What we think
When workers escaped from the rubble that had been the ICL plastics factory in Glasgow on May 11, 2004, a fireman noticed that they were not wearing any protective clothing. "Did everybody say: Oh there's a blast, wait until I take all this safety gear off before I run out'?", he was heard to ask.
The lack of protective equipment is just one of the many allegations about poor health and safety at the factory, mistakenly known as Stockline, made in a report published today. Eight experts from four universities blame bad practice and bad regulation over years for the explosion which killed nine people and injured 40 others.
We do not know for sure if these allegations are correct. It's true, as ICL points out, that much of the evidence is anecdotal and many witnesses anonymous. But no-one reading the 166-page report could fail to be impressed by the strength of its argument.

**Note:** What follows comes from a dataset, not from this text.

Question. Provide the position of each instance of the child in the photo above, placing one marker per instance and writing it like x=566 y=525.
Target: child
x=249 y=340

The nub of it is simple. The explosion was not just the result of liquified petroleum gas leaking from a corroded pipe. It was the inevitable outcome of a health and safety culture that has become too complacent, too lax and too dangerous. This was not an accident, but a disaster waiting to happen.
Of course the £400,000 fine imposed by the high court in Glasgow was too low. Fines for industrial accidents in Scotland have always been too low. But the problem goes much wider than that. How was a burgeoning family business allowed to get to a stage where its idea of a safety assessment was for the student son of a managing director to check old gas pipes as part of a holiday job?
Why have workers complained that health and safety rules have been broken, and corners cut in the pursuit of profit? Why has the government's Health and Safety Executive been so savaged by the authors of today's report? And, crucially, why do Scottish workers suffer more industrial fatalities than workers in England?
These are not questions that can be answered in some narrow, legalistic forum. The public inquiry that has been promised by the Lord Advocate, Elish Angiolini, and now backed by the First Minister, Alex Salmond, should be broad enough to take them all on. It must not be one of those inquiries - all too common these days - in which vital issues are ruled out of order, and simply not discussed.
Maybe we also need to go further. Isn't it time that companies proved to be criminally negligent in causing deaths were prosecuted for manslaughter? And shouldn't Scotland now have its own corporate killing legislation?